Chapter 29:  The Rote and the Repetitious

This chapter focuses on the unique characteristics of my daughter’s language development. Meaghan was, for the most part, a passive communicator. She answered questions; she rarely asked them. She never commented or expanded upon any answers she gave, and most of her replies were rote and rehearsed. When I wasn’t actively soliciting her speech, she tended either not to use it or to use it very poorly. Her spontaneous utterances consisted primarily of a verbal shorthand of requests and idiosyncratic sayings, bizarre phrases based on her unique associations. The extent to which I was instrumental to her ability to communicate, to access all the language stored in her brain, seriously concerned me. As long as she could count on me to cue her, she didn’t have to think too hard about how to use her words. She could rely on my mind rather than her own. The only way I could conceive of weaning her off this crippling dependency was to start using written cues.


Chapter 30:  See and Say

In this chapter I write of specific strategies that have proved useful to me in helping Meaghan use her language more flexibly and conventionally. My foremost recommendation is to expose a child to as much written language as possible early on. As most autistic children are visual learners, this reinforcement of verbal input with visual backup, either with ‘scripts’ or simple phrase cues, helps them to focus attention as well as to recognize and extract meaning from individual words and to generalize word usage.
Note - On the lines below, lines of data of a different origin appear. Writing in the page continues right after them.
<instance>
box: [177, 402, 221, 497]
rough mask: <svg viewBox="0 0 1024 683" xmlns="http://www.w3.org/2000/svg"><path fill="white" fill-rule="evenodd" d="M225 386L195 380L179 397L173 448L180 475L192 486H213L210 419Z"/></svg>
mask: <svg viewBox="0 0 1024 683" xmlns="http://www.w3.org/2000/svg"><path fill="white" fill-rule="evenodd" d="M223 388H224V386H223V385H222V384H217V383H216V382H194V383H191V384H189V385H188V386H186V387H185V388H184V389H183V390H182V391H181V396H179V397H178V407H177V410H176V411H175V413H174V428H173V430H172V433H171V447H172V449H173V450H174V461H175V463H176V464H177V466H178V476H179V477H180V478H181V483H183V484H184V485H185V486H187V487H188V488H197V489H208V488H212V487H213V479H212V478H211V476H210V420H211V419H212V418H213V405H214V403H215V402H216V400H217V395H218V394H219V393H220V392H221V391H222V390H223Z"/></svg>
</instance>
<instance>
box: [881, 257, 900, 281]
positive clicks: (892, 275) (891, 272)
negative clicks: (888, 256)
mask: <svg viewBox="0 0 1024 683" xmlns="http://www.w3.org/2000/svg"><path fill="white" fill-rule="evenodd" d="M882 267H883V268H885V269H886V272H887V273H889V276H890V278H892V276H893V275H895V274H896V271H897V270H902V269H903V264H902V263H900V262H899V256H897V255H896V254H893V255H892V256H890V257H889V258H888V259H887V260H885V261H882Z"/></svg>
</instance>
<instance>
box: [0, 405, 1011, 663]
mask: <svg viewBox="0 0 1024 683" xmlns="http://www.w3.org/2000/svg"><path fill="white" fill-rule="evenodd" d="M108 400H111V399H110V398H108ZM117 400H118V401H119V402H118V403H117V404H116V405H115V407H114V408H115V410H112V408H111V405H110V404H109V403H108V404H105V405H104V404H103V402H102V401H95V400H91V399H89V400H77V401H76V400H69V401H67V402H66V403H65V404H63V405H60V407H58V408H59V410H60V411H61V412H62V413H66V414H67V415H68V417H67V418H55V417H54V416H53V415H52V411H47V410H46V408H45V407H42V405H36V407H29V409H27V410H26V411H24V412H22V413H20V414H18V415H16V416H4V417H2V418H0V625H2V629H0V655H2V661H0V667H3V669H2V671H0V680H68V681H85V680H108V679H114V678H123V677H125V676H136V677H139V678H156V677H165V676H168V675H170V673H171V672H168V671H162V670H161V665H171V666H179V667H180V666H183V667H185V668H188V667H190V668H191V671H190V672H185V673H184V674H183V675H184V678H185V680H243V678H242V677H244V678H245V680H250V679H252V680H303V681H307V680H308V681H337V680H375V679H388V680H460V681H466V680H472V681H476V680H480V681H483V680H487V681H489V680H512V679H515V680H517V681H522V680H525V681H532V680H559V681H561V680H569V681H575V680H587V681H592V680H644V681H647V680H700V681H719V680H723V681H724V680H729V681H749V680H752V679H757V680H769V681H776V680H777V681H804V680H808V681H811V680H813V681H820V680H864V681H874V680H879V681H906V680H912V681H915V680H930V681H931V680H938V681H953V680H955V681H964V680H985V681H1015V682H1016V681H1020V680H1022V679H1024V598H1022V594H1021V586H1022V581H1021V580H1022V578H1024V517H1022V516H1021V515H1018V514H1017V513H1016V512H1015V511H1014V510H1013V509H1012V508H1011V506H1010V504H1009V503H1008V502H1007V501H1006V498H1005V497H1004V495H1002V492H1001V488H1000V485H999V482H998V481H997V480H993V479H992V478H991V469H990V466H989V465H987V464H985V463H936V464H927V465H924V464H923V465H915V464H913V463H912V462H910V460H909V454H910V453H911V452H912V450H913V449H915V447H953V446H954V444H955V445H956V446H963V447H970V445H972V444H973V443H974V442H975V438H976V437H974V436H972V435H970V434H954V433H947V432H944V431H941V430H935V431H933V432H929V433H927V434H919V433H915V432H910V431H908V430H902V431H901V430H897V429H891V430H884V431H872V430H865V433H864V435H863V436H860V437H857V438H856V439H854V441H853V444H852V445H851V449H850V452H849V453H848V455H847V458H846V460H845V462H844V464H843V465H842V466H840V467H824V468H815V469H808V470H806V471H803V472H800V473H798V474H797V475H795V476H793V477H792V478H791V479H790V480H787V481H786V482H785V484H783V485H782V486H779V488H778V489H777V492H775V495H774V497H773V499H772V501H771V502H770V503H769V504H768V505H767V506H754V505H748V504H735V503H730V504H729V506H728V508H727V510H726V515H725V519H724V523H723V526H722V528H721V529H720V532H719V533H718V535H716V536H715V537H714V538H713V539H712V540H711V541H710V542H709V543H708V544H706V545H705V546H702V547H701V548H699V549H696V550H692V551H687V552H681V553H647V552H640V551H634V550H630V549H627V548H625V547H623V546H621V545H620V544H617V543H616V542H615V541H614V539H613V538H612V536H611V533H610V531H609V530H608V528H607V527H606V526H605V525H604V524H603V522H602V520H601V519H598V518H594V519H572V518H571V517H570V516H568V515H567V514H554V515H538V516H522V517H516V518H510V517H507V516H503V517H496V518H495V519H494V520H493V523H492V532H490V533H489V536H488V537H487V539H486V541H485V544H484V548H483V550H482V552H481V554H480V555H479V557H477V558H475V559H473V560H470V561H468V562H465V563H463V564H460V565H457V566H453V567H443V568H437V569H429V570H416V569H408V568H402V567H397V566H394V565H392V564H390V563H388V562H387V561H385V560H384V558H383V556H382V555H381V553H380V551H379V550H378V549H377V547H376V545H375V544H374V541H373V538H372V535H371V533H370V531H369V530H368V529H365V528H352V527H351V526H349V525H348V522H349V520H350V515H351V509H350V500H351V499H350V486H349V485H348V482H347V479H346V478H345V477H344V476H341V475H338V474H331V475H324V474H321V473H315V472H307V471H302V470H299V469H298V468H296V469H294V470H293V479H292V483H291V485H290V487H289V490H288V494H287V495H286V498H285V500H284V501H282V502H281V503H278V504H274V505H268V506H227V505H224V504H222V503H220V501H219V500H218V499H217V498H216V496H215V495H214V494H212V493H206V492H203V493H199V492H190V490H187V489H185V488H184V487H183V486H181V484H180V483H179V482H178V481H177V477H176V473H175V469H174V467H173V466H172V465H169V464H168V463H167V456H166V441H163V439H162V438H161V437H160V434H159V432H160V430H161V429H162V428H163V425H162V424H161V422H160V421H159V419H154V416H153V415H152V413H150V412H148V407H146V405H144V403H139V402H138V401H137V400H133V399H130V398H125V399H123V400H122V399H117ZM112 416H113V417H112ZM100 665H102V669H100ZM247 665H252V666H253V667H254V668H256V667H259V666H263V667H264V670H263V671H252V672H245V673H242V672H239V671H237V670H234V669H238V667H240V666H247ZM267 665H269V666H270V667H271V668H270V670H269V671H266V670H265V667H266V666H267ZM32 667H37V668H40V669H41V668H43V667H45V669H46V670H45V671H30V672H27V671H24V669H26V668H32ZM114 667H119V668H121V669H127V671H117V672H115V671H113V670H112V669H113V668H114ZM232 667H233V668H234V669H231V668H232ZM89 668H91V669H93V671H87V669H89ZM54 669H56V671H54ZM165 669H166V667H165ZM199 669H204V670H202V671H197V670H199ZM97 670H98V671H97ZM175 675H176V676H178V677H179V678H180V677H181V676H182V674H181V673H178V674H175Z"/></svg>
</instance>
Also, because of their restricted interest, children with autism often don’t know enough about enough to be able to converse in a typical manner, so it is important to keep broadening their store of general knowledge. I suggest ways to go about doing this.


What's Going On?  Communication and Conversation

This insight section answers the following questions:

1. What obstacles do autistic children need to overcome in learning to use language conventionally?

2. What factors contribute to early word deafness?

3. How do autistic children overcome word deafness?

4. How does the lack of concern for meaning or sense-making impact autistic speech?

5. What might account for the lack of originality and spontaneity in autistic speech?

6. Why do some people with autism never develop speech?

7. Why is carrying on a conversation the ultimate challenge for individuals with autism?